Many peoples shall come and say, 
Come, let us go up to the mountain of the Lord, 
to the house of the God of Jacob; 
that he may teach us his ways and that we may walk in his paths. 
For out of Zion shall go forth instruction, and the word of the Lord from Jerusalem. 
He shall judge between the nations, and shall arbitrate for many peoples; 
they shall beat their swords into plowshares, and their spears into pruning hooks; 
nation shall not lift up sword against nation, neither shall they learn war any more. 
O house of Jacob, come, let us walk in the light of the Lord!”

The Old Testament prophet Isaiah gives an amazing prophecy that has been the foundation for peacemakers for generations. Was this a one off prophecy? Well no because it is repeated in Micah and Hosea and in the Beatitudes. The call is simply for us to be peacemakers wherever we find ourselves. It is however no easy task to be a peacemaker and there are difficult, complex, situations we may not be able to tackle because they are too destructive for us. “Be wise as serpents”. Also many have argued against this as a mandate for Christians, undermining its seriousness for those of us who want to create a new way of being. It is a however a mandate I think we should take seriously.

This peacemaking calls for arbitration between peoples and nations, mediators called to resolve disputes; a role for diplomacy that is highly valued. But it is also a call to what the theologian Walter Brueggermann calls "The Prophetic Imagination". A new differently imagined future.


In our own lives this is a real challenge, to be peacemakers, in our relationships, our cities, our nations, our world. It is the absence of peace we often feel and fear that drives us to stockpile weapons and threaten others. We are not peaceful in our environmental destruction and greed. Isaiah’s words call us to a new way of being that pulls at our deepest heart strings, resonates with deep yearnings for a better way of being. But this is real peacemaking not just lying down and being walked over, but working out peace in a context of justice for individuals and communities. You cannot have peace without justice and perpetrators really hearing the stories of their victims, something Desmond Tutu was trying to do in the Truth and Reconciliation Commission in South Africa.

These words come to us at the beginning of Advent when we are waiting, waiting for the Christ to come again into our lives to strengthen and inspire us to go beyond the norm, to dream unbelievable dreams of peace and live them out in the cut and thrust of real life's dramas and conflicts. We are being told to turn away from whatever constructs of destruction we have around us and even are part of, and build constructs of peace within the context of justice and righteousness, that great Old Testament pairing, however difficult. It is mind boggling in its scope but it is the best and highest way for us as Christians and will lead to peace in our innermost beings if we can in any way measure up to the call.

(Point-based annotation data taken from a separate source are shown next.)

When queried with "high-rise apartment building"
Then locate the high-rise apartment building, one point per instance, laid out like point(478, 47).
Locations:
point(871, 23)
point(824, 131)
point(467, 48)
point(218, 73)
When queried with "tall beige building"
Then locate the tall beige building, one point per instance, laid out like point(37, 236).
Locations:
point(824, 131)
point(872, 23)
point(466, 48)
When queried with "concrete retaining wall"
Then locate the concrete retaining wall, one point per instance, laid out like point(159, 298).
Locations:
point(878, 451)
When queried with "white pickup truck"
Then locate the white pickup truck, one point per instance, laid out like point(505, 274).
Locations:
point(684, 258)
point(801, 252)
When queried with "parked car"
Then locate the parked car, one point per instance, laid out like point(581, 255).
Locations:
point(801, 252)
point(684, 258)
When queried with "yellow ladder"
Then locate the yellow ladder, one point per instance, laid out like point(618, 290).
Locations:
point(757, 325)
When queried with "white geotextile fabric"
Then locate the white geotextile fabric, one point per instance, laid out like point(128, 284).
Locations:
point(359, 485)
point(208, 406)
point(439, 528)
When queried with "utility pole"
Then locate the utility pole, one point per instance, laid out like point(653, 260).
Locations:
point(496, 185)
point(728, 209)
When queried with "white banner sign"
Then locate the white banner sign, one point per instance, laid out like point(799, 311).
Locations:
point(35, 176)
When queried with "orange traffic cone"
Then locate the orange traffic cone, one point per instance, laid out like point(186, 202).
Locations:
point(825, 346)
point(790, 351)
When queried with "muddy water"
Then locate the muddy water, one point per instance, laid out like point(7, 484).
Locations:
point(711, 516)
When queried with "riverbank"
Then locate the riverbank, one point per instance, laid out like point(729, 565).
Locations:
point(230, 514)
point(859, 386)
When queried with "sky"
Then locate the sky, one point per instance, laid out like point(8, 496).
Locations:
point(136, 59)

I have met some amazing peacemakers; the Quakers with their legacy and their study centre at Woodbrooke in Birmingham; The Forgiveness Project; The Mennonites with their commitment to mediation; two Presbyterian ministers in Northern Ireland who at great personal cost took to meeting regularly with Gerry Adams and Martin MacInnis and formed the foundation for the Good Friday agreement; reconciliation work in Bradford between Muslims and Christians involving a joint pilgrimage to Jerusalem; a Catholic priest who facilitated international mediation between nations.

Isaiah’s words are carved into the wall across from the United Nations building as the UN debates on Syria and Afghanistan rage, a high calling to non violence that strikes at the heart of our calling as Christians both as individuals and as a global community. The vision is weapons of war turned into agricultural tools, turned into food producing tools, a promise for “the days to come.” But these visions should shape our today, our future. They call us to change, to be more peaceful, to channel our energies to providing food, not war and destruction, to turn our attention on the agrarian environment.

I believe we are challenged to make peacemaking a priority in our everyday lives and in a context of social injustice where a minority of the wealthy make decisions for the majority who are increasingly poorer. How do our lives articulate this vision and contribute to this divine dream? What price will we pay for peace in our lives, in Syria, in Afghanistan? What small steps can we make for this peace? For the sake of our children and grandchildren we need to learn to be peacemakers and to build an inheritance of  a different earth.